Pelosi: Lifting the Ban on Federal Funding for Syringe Exchange is a Victory for Science and for Public Health
WASHINGTON, Dec. 10 Speaker Nancy Pelosi issued the following statement today applauding the inclusion of language in the fiscal year 2010 Consolidated Appropriations Act lifting the ban on federal funding for syringe exchange initiatives to prevent the spread of HIV. The omnibus bill passed the House this afternoon by a vote of 221 to 202.
"The scientific support for syringe exchange could not be more clear. As Dr. Anthony Fauci, Director of the National Institute of Allergy and Infectious Diseases at the NIH has said, 'Clearly, needle exchange programs work. There is no doubt about that.' More specifically, as Dr. Fauci confirmed during a 2008 hearing before the House Committee on Oversight and Government Reform, the science shows syringe exchanges effectively reduce new HIV infections without increasing the use of illegal drugs.

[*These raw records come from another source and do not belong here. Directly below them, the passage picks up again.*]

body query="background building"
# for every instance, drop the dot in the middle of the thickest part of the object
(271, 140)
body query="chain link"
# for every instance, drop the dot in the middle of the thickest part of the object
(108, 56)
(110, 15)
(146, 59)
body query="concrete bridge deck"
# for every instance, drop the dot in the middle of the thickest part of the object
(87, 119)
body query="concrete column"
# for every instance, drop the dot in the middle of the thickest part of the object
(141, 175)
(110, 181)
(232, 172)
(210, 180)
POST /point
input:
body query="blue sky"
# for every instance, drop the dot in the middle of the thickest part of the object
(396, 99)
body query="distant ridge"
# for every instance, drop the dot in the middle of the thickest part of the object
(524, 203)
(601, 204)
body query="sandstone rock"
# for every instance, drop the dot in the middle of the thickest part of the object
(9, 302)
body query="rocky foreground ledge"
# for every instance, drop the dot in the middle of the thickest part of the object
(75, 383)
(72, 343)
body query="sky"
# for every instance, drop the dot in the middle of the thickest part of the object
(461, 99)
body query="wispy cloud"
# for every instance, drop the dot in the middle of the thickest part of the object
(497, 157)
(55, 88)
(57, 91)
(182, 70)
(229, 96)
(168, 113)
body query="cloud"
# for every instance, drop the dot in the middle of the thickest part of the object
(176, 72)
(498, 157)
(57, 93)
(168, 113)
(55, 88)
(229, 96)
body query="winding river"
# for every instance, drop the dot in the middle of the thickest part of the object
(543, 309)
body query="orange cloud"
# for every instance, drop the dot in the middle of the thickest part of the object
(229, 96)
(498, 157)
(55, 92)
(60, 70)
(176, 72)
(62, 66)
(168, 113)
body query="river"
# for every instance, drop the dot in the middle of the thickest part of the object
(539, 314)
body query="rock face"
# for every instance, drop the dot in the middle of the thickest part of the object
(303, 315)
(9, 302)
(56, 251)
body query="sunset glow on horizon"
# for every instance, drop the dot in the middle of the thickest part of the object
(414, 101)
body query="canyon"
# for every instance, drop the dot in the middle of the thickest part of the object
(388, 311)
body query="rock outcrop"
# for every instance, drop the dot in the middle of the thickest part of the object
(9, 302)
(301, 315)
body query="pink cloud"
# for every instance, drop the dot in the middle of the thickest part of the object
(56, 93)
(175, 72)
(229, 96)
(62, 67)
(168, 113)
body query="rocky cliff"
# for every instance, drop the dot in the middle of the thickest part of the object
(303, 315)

"In addition to the NIH, the Centers for Disease Control, the World Health Organization, the Institute of Medicine, the American Medical Association, the American Pediatric Association, the American Public Health Association and former Surgeon General David Satcher have all confirmed the scientific evidence in support of syringe exchange as part of a comprehensive approach to HIV prevention.
"Sound science is an essential component of good public health policy, and science must come first in our public health policy decisions. The language lifting the ban on the use of federal funds for syringe exchange appropriately allows local public health and law enforcement officials to determine where exchanges should operate in their communities.

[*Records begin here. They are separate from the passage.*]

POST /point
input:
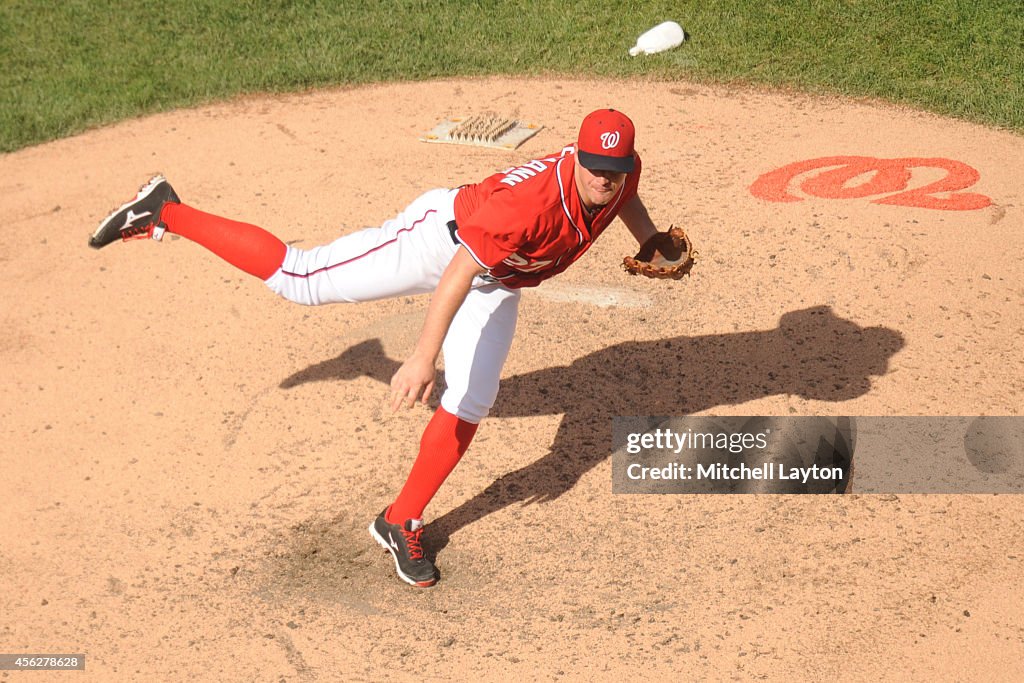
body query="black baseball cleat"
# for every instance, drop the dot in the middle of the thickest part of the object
(402, 541)
(138, 218)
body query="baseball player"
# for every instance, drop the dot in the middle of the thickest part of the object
(474, 247)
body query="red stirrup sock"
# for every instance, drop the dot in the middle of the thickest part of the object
(444, 440)
(245, 246)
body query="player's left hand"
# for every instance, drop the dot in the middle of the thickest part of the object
(415, 380)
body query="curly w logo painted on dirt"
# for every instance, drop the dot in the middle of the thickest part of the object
(887, 177)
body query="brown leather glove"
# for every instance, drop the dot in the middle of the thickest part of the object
(666, 255)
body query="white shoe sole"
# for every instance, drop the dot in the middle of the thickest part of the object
(143, 191)
(383, 544)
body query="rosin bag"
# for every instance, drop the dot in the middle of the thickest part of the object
(663, 37)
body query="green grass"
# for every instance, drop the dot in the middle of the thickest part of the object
(69, 66)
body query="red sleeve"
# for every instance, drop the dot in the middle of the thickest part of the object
(497, 229)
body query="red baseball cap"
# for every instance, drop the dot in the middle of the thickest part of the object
(605, 141)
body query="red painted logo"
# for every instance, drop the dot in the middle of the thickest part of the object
(882, 176)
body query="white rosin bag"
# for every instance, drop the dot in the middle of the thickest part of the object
(663, 37)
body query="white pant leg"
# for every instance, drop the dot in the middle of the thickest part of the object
(475, 348)
(407, 255)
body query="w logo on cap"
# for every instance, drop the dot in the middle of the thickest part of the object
(609, 140)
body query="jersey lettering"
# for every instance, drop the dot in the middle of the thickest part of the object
(514, 176)
(523, 264)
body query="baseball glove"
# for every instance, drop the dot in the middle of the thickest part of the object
(666, 255)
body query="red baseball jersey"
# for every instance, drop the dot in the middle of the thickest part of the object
(526, 224)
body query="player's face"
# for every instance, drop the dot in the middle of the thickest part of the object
(598, 187)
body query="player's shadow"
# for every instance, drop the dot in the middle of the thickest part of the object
(812, 353)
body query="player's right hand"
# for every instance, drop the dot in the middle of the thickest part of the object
(415, 380)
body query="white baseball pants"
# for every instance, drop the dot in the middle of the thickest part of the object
(404, 256)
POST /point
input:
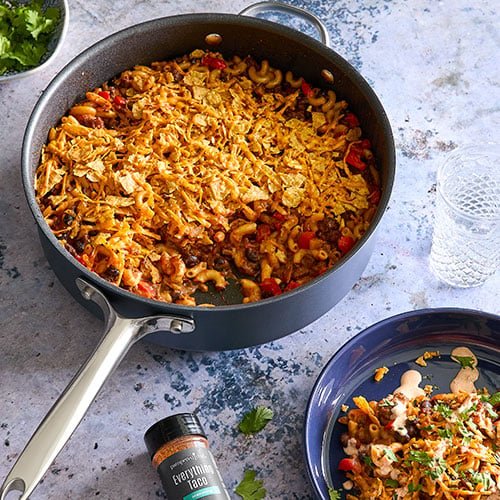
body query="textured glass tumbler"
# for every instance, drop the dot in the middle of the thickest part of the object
(466, 241)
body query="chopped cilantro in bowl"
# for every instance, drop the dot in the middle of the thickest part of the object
(30, 33)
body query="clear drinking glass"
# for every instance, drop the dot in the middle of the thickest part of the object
(466, 241)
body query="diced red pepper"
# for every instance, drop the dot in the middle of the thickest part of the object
(278, 220)
(307, 89)
(263, 233)
(351, 120)
(292, 285)
(213, 62)
(345, 243)
(389, 425)
(374, 195)
(79, 259)
(304, 240)
(146, 289)
(270, 287)
(354, 159)
(119, 101)
(349, 465)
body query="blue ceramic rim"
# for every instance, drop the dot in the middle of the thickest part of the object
(356, 339)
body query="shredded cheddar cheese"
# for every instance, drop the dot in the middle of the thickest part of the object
(189, 172)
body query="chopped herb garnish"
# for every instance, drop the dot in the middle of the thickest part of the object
(255, 420)
(464, 431)
(465, 361)
(392, 483)
(438, 468)
(466, 413)
(419, 456)
(25, 32)
(494, 399)
(483, 478)
(444, 410)
(250, 488)
(390, 455)
(412, 488)
(445, 433)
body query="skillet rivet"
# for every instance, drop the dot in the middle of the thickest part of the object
(327, 76)
(213, 39)
(176, 326)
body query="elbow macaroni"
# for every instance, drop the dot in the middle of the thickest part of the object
(180, 174)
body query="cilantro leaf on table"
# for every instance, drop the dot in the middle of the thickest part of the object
(250, 488)
(255, 420)
(494, 399)
(25, 32)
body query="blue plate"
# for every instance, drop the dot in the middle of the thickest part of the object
(394, 342)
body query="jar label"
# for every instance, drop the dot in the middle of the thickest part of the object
(192, 474)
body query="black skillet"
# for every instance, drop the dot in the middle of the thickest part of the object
(229, 324)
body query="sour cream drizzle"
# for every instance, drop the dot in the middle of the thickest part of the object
(465, 378)
(409, 387)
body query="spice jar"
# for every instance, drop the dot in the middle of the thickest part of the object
(179, 452)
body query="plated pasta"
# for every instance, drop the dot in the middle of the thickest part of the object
(416, 445)
(202, 170)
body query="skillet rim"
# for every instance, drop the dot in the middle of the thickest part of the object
(201, 19)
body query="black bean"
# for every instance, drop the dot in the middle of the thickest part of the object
(412, 429)
(220, 263)
(329, 229)
(68, 219)
(112, 273)
(252, 255)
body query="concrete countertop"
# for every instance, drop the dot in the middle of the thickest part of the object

"Injection drug use is linked to 12 percent of new HIV infections, as well as most Hepatitis C infections. Lifting the ban on federal funding for syringe exchange is a big victory for science and for public health.
"We simply cannot rest until we have done everything possible to prevent new HIV infections, including ensuring access to proven interventions such as syringe exchange. We cannot rest until every person living with HIV has access to the care and medications they need to stay healthy. And we cannot rest until we have a cure."